Bell's destructive musings are the centerpiece of a report called "Terrorism's Next Wave" in the Nov. 17 issue of U.S. News & World Report. The article describes federal officials' concerns over the domestic potential for zealots and madmen using nerve gas and germs for terrorism or extortion.

The man with whom Bell had his hypothetical discussions about poisoning Portland's water supply was identified in the affidavit as Greg Daly, who worked for the Bureau of General Services, communications division, in Portland.

Among other things, the general services bureau does maintenance for Portland's radio communications, including 9-1-1, and on radio transmission towers in the Bull Run watershed area.
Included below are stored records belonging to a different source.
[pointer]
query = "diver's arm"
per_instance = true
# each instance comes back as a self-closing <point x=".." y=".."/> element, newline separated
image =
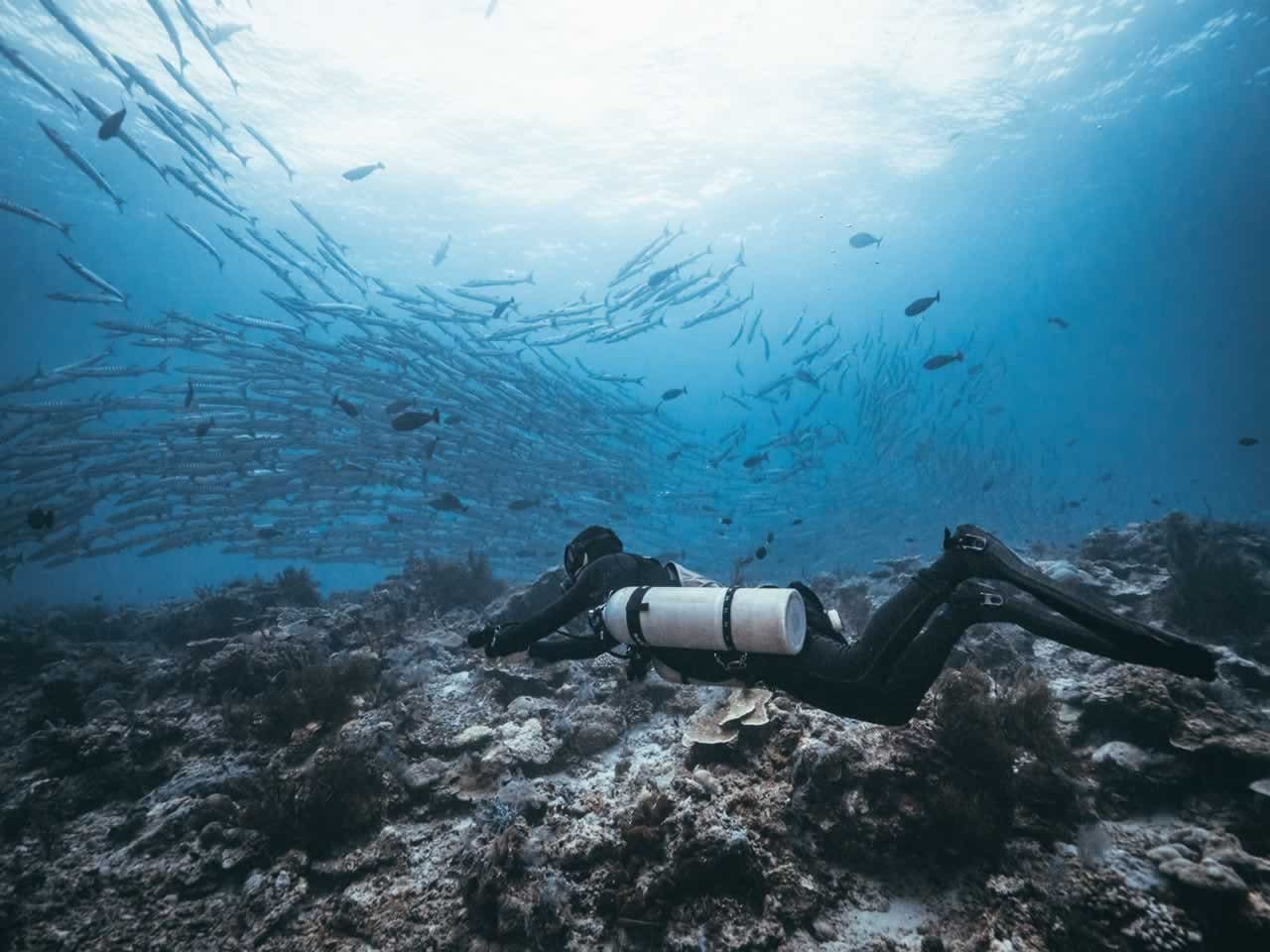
<point x="592" y="587"/>
<point x="571" y="649"/>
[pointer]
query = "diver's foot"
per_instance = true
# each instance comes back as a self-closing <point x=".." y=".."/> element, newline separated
<point x="971" y="552"/>
<point x="975" y="603"/>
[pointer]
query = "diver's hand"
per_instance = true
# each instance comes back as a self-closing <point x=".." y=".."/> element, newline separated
<point x="481" y="638"/>
<point x="497" y="640"/>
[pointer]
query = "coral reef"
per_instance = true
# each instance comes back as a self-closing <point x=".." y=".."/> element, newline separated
<point x="259" y="769"/>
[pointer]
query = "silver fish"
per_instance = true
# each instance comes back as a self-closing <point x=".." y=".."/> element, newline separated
<point x="198" y="239"/>
<point x="82" y="166"/>
<point x="36" y="76"/>
<point x="191" y="91"/>
<point x="440" y="255"/>
<point x="85" y="298"/>
<point x="71" y="27"/>
<point x="32" y="214"/>
<point x="162" y="13"/>
<point x="271" y="150"/>
<point x="100" y="284"/>
<point x="199" y="31"/>
<point x="100" y="113"/>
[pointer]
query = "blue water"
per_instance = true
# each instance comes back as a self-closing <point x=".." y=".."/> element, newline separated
<point x="1105" y="164"/>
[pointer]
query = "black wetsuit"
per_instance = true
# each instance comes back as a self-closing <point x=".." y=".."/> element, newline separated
<point x="883" y="674"/>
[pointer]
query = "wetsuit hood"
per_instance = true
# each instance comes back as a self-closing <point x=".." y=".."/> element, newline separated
<point x="587" y="546"/>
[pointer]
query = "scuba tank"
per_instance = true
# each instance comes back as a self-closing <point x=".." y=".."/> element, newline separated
<point x="761" y="621"/>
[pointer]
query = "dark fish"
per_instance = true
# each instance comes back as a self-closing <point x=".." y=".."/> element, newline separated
<point x="414" y="419"/>
<point x="447" y="503"/>
<point x="921" y="304"/>
<point x="112" y="126"/>
<point x="943" y="361"/>
<point x="361" y="172"/>
<point x="41" y="520"/>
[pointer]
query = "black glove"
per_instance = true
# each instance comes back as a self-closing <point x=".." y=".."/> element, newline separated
<point x="481" y="638"/>
<point x="497" y="640"/>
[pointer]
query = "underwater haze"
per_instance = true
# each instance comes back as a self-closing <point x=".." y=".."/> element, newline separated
<point x="658" y="266"/>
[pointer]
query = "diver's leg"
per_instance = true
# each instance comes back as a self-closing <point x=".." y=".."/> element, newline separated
<point x="1006" y="603"/>
<point x="975" y="553"/>
<point x="887" y="696"/>
<point x="889" y="631"/>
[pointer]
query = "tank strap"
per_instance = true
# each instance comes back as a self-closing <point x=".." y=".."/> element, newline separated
<point x="634" y="606"/>
<point x="726" y="619"/>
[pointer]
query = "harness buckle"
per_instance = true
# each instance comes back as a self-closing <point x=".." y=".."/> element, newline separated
<point x="971" y="543"/>
<point x="734" y="665"/>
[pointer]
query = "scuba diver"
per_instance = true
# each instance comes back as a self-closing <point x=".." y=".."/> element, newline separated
<point x="880" y="676"/>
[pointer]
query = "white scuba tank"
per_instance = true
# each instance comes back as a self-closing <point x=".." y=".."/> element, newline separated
<point x="762" y="621"/>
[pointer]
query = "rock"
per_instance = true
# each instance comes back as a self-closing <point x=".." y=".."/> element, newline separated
<point x="1133" y="778"/>
<point x="1206" y="876"/>
<point x="597" y="728"/>
<point x="1220" y="583"/>
<point x="720" y="721"/>
<point x="524" y="744"/>
<point x="824" y="929"/>
<point x="1139" y="705"/>
<point x="475" y="737"/>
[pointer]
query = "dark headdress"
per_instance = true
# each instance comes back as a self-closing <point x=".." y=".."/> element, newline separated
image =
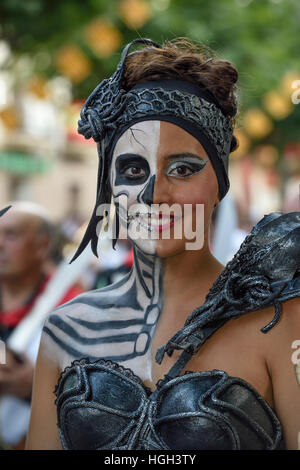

He confirmed such discussions to Gordon. Daly said that in the late 1980s Bell had tried a secret home experiment to make the botulism toxin from green beans.

Daly was terminated for cause in September, said Dave Kish, director of the general services bureau.

Gordon said that Bell faces no more serious charges because no evidence exists that Bell actually harmed someone.

The maximum penalty for interfering with IRS agents is three years in prison and a $250,000 fine and five years and $250,000 for using phony Social Security numbers.